El estudio fue publicado en la revista Science que analiza de forma global la velocidad del cambio climático y establece el avance de los regímenes térmicos en una velocidad media de 27 km/década.

Especies en peligro

Entre los cambios hallados, los científicos han cronometrado la llegada temprana de la primavera, cuya «señal térmica» se adelanta entre uno y dos días cada diez años, fenómeno que a juicio de Carlos Duarte, investigador del Consejo Superior de Investigaciones Científicas (CSIC) produce «variaciones en la distribución de especies».

«Conocer la velocidad del cambio climático y no la tasa de aumento de la temperatura es lo relevante para predecir los cambios en la biodiversidad», indica el experto a la agencia EFE.


Al igual que en el hemisferio norte el cambio climático desplaza los regímenes climáticos y sus especies hacia latitudes más septentrionales, en el hemisferio meridional ocurre el mismo fenómeno, alejándolos del Ecuador hacia el Polo Sur, pero a una velocidad menor, de 17 kilómetros por década.

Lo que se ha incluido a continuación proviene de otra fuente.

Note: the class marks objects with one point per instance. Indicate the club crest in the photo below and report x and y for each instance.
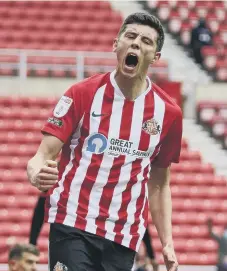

Tras el desplazamiento de los regímenes climáticos ya existentes hacia el norte y sur, Duarte apunta que están apareciendo otros nuevos, más calurosos, en el paralelo 0, donde no se sabe si «los organismos pueden tolerarlos».

Se agrava la situación

Según se ha analizado en el periodo de estudio, de 50 años, los ecosistemas terrestres se han calentado el triple que los marinos, obligando a las especies a alterar su ciclo reproductivo o a desplazarse para sobrevivir. «Cuando la velocidad del cambio climático supera la velocidad de dispersión de los organismos, o cuando existen barreras que impidan esa dispersión, las especies sólo pueden adaptarse o extinguirse», explica Duarte.

La falta de continuidad de los océanos impide que las especies puedan migrar hacia el norte, como es el caso del mar Mediterráneo, cerrado por la placa euroasiática, explica la investigadora del Instituto Mediterráneo de Estudios Avanzados, Johanna Holding.

En el caso del Ártico, «las especies no tienen sitios más fríos a los que migrar». En el océano, las conclusiones del análisis subrayan que las zonas de mayor biodiversidad son también las más afectadas. Cuando las especies del Ártico se topan con que no existen lugares más fríos a los que trasladarse, en el Ecuador, el velocímetro del cambio climático se acelerará hasta superar los 200 kilómetros por década.